A full implementation might involve several preprocessing steps (e.g., registration, masking, cropping), but in this gist we’ll just rescale the images to have intensity values that range from 0-1.

def to_numpy(img: nb.Nifti1Image) -> np.ndarray:
    return np.asanyarray(img.dataobj)

def load_and_preprocess(img: str) -> np.ndarray:
    # convert to numpy array and preprocess
    nii = to_numpy(nb.load(img))
    # rescale to 0-1
    preprocessed = (nii - nii.min())/(nii.max() - nii.min()).astype(np.float32)
    return preprocessed

Since this method of storing data was new for me, I wanted to ensure that I didn’t mess up the data. For that, I mainly relied on a basic plot of the images.

def plot_array(img: np.ndarray) -> None:
    nii = nb.Nifti1Image(img, affine=np.eye(4)*2)
    plotting.plot_anat(nii)

This first step is standard neuroimaging, but just to check that the functions are working preprocess an example brain and see how it looks.

# example images packaged with fsl, found at $FSLDIR/data/standard
img = ['MNI152lin_T1_2mm.nii.gz']
preprocesed = load_and_preprocess(img[0])
plot_array(preprocesed)

Great! That looks like a brain. I’ll use it as a reference to ensure that the roundtrip processing, serializing and unserializing, returns the arrays we need.

Serialize

Here’s where TensorFlow starts. As those that came before have always done, we’ll rely on these incantations.

def _bytes_feature(value: bytes):
    """
    Returns a bytes_list from a string / byte.

    Example:
          _bytes_feature(b'\x00')
          _bytes_feature(b'a')
    """
    return tf.train.Feature(bytes_list=tf.train.BytesList(value=[value]))

def _float_feature(value: Number):
    """
    Returns a float_list from a float / double.
    
        Example:
          _float_feature(2)
          _float_feature(2.)
    """
    return tf.train.Feature(float_list=tf.train.FloatList(value=[value]))

Those functions seem to help ensure that the serialized data ends up with appropriate types. But the full steps involve serializing both the image and the label together.

def serialize_example(img: str, label: Number):
  
    # convert to numpy array and preprocess
    preprocessed = load_and_preprocess(img)

    # Notice how the numpy array is converted into a byte_string. That's serialization in memory!
    feature = {
        'label': _float_feature(label),
        'image_raw': _bytes_feature(tf.io.serialize_tensor(preprocessed).numpy())
    }

    return tf.train.Example(features=tf.train.Features(feature=feature))

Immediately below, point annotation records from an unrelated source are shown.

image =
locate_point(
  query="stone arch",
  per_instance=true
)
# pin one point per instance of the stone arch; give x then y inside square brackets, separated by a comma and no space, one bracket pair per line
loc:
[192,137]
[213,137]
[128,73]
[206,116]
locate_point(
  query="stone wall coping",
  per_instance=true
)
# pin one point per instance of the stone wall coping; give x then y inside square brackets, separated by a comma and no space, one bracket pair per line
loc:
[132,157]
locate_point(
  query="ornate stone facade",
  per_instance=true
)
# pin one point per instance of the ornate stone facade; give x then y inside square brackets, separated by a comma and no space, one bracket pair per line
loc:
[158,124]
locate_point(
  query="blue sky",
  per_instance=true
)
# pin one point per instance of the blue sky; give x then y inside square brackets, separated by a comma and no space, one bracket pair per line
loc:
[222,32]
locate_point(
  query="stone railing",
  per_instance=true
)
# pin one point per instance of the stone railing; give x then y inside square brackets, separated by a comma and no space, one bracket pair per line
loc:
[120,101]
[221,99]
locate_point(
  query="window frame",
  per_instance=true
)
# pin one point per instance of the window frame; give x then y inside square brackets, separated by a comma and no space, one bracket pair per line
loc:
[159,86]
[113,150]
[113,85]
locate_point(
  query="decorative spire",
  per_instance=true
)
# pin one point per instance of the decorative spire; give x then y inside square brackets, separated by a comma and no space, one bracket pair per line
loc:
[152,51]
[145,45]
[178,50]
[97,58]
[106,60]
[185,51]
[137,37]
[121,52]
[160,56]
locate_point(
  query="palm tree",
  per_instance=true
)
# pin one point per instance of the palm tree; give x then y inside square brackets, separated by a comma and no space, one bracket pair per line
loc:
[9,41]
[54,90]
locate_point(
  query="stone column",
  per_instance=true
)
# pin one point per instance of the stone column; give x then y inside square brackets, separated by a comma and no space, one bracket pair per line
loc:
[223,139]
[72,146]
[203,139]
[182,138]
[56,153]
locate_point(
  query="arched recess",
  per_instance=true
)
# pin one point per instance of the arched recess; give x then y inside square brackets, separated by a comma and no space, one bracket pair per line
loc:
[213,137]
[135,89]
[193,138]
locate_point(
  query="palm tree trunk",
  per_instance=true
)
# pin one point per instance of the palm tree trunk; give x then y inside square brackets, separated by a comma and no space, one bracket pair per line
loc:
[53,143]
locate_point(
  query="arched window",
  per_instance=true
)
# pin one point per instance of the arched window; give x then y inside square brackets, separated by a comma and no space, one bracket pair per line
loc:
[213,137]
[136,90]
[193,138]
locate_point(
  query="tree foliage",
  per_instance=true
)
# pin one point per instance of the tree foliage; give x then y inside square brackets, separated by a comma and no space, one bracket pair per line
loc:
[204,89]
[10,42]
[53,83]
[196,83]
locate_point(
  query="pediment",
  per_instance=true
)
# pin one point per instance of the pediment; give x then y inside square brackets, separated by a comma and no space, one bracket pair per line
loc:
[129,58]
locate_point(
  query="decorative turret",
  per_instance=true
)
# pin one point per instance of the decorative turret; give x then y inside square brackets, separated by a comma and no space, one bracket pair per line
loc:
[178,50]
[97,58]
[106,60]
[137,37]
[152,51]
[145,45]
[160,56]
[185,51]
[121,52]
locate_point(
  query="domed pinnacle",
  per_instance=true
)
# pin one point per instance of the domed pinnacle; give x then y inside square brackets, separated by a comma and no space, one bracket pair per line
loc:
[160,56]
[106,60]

To get the image back out, we need two more functions: one to unpack/parse the example (decode_example) and another to unserialize/parse (parse_1_example) the unpacked example.

def decode_example(record_bytes) -> dict:
    example = tf.io.parse_example(
        record_bytes,     
        features = {
          "label": tf.io.FixedLenFeature([], dtype=tf.float32),
          'image_raw': tf.io.FixedLenFeature([], dtype=tf.string)
          }
    )
    return example

def parse_1_example(example):
    """ 
    Note that the network I was using worked with 3D images, and so the batches of data were of shape `(batch_size, x_dim, y_dim, z_dim, 1)`, rather than what is typical for 2d images: `(batch_size, x_dim, y_dim, n_channels)`. 
    """
    X = tf.io.parse_tensor(example['image_raw'], out_type=tf.float32)

    # the images output by tf.io.parse_tensor will have shape (x_dim, y_dim, z_dim), which is to say that they're missing the channels dimension. expand_dims is used to indicate channel (i.e., be explicit about grayscale)
    return tf.expand_dims(X, 3), example['label'] 

At this point, we have functions for preprocessing the images, serializing them2, and packing each of them along with their labels into a tf.train.Example. This is all for converting the data into a format that can then be more easily written to and read from the disk.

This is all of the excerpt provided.